Thursday, April 5, 2012

Good Boy, Cisco!

Back again! With a great report as well! I'll admit when I went out to my parents Tuesday I wasn't really looking forward to the mess I was going to have to deal with. I know how herd bound he is to his mama and I had all kinds of ugly scenarios going through my head.

So on tuesdays the child stays with her grandma so I didn't need to worry about her. Although my mom had to deal with her cousin, my younger brothers son, who stays with her on Tuesdays. He's only 2 months younger then Chloe. So that kind of made it hard for her to apply what I was doing and to even watch sometimes.

Ideally I would have liked to work him in a rope halter but I wasn't too worried because he is pretty responsive and kind of overreactive in his regular halter, especially when being reprimanded. I really didn't have a plan when I went out but after I got there and started working with him it all just came to me and fell into place. Thank goodness! I mean I'm no expert, I basically read and research a bit and figure it out as I go along.

So I haltered him up and just worked him in his pasture for a while. We worked on staying at my shoulder, halting promptly at my cue, same sort of stuff as Saturday. He remembered it all well. Then I thought I might go a little Clinton Anderson on him, lol. I really like the respect that he gets from his horses and how they look to him for all their direction. Both things Cisco needed! He needed to learn his mom doesn't call the shots when a human has him, plus that he is safe with the handler even if he's not with his buddy.

So I started with backing up with a wiggle of the lead rope. That took a little bit for him to figure out but after he got it he was GREAT at it the rest of the two or so hours I worked with him. Then I did some desensitization with him. CA says after you sensitize you need to desensitized and vice versa. So I would stand to one side and slap the ground with the lead rhythmically until he showed me a sign of relaxation. I.e. lowered head, licking and chewing, big breath, floppy ears, cocked hoof. Then on the same side I would lob the lead rope up and across his back and then off in a rhythm again until he relaxed. I thought he might have a problem with this to begin with but he was just fine with it. About halfway through he was relaxing within the first two slaps or lobs. It became like his 'safe' time when he could be still and just chill.

The last thing I taught him was disengaging his hindquarters. I said in my previous post I wished I knew how to teach it. Well things were going so well I decided to give it a try and see what he did. He did well! Although he tangled himself up for a bit to begin with lol.

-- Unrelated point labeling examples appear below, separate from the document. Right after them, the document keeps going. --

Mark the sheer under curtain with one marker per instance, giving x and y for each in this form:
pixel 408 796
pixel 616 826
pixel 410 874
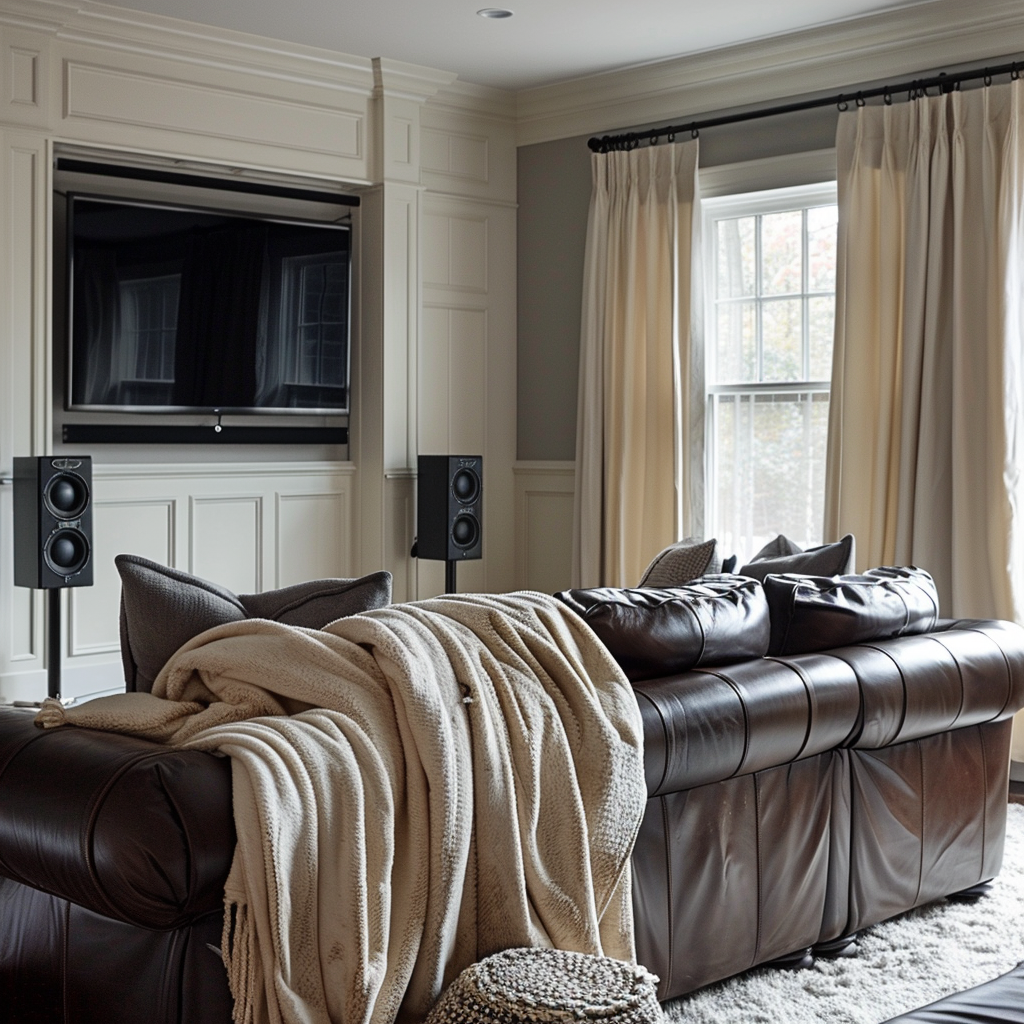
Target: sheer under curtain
pixel 927 417
pixel 639 406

There was one big problem with it though. For whatever reason the way I was doing it he tried to snap at me as I was bending down and staring at his hip for it to move. NOT COOL. Of course I laid into him with the lead rope and made him back up really fast. But he still did it another two times later on. Shrug. I don't know what I was doing wrong but apparently there was something! It also made him nervous nearly everytime I asked for it so I didn't do it much. Maybe he just needed more work at it? Like I said no idea, I've only read about it and seen it done on tv.

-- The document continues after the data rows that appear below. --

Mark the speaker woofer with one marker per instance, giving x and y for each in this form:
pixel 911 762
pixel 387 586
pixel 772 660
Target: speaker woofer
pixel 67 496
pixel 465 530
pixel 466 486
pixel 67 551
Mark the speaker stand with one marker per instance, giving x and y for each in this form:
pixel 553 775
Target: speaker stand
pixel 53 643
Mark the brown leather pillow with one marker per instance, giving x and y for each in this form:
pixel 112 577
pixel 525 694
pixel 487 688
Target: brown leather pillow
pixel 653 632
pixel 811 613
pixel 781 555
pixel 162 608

Anyway! We worked as far from his mama as possible in the pasture with no problem and decided it was time to graduate outside. He did great! No escalation, listened well, ect. So my mom was down at my grandparents chatting and I worked my way down there. All the while alternating between my 'tools' I had installed to keep his attention on me. My mom was still skeptical, saying yeah wait until he gets in the barn! She had very little faith in my method even seeing how well he was doing. Well! I was definitely motivated to prove her wrong!

So over the course of another hour or so I worked us towards the barn. Mostly going towards it but sometimes coming back towards his mama. She neighed for him off and on but he never called back! Only once did he neigh when we were way over by he barn.

All through this there were cars coming in and out, people yelling at each other, the baby running around with a wagon, ect. He did great. Oh and an annoying chihuahua barking and running at him too lol. He's used to her though ;). She thinks she is a horse herder.

Well we finally got to the barn and this is where he did get a little higher but nothing bad at all and he calmed down easily. I had mom grab a handful of hay and wait for us in the barn. I walked him in there and after he stood still he got some hay. Stood a few minutes and then we walked out! Good Boy!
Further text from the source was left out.